Dans L’Embaumeuse, Juliette Cuisinier-Raynal nous ouvre la porte – ou plutôt la chambre froide – sur un métier souvent méconnu, parfois fantasmé, et rarement exploré avec autant de profondeur : celui de thanatopracteur. À travers son récit, elle nous guide dans les coulisses de son quotidien, où le geste technique côtoie l’émotion brute, et où chaque corps raconte une histoire à écouter avec respect.

Ce livre est bien plus qu’un simple témoignage. C’est une plongée dans un univers où la mort, au lieu d’être terrifiante, devient une forme d’art, un espace de poésie, et parfois même d’humour. Cuisinier-Raynal excelle dans sa capacité à révéler l’humanité de ses défunts, qu’ils soient bouleversants, tragiques, ou étonnamment comiques. Et à travers eux, elle nous parle surtout de la vie.
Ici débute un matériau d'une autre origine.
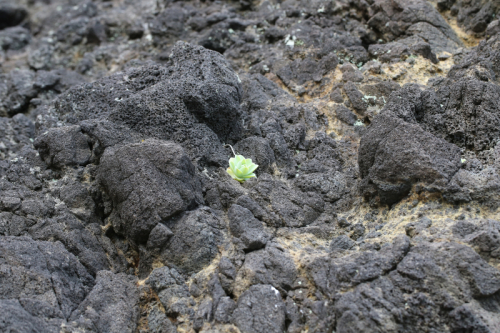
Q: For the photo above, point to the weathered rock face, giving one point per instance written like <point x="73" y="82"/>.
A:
<point x="375" y="126"/>
<point x="156" y="170"/>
Mais L’Embaumeuse n’est pas qu’un chant funèbre. Avec une plume acérée, l’auteure dénonce aussi le cynisme glaçant des grandes firmes funéraires. Ces entreprises, qui transforment la douleur des familles en dividendes pour leurs actionnaires, contrastent brutalement avec l’éthique de son métier. Elle y oppose la dignité du soin, du respect, et des rituels, rappelant que la mort est avant tout une affaire de vivant.

Le livre atteint même par moments une forme de sublime, lorsque la frontière entre les mondes – celui des vivants et celui des morts – semble s’effacer. Il y a une spiritualité diffuse, presque mystique, dans ces moments où l’embaumeuse devient une passeuse d’âmes, une gardienne des derniers instants de beauté et de mémoire, semblant recevoir des messages depuis l’autre côté.

Et l’on referme cet ouvrage avec une étrange lumière dans le cœur : un chant vibrant qui honore la vie, précisément parce qu’il émane de ceux qui l’ont quittée. À travers les gestes, les regards, et les histoires qu’elle nous confie, Juliette Cuisinier-Raynal fait de la mort une leçon de vitalité.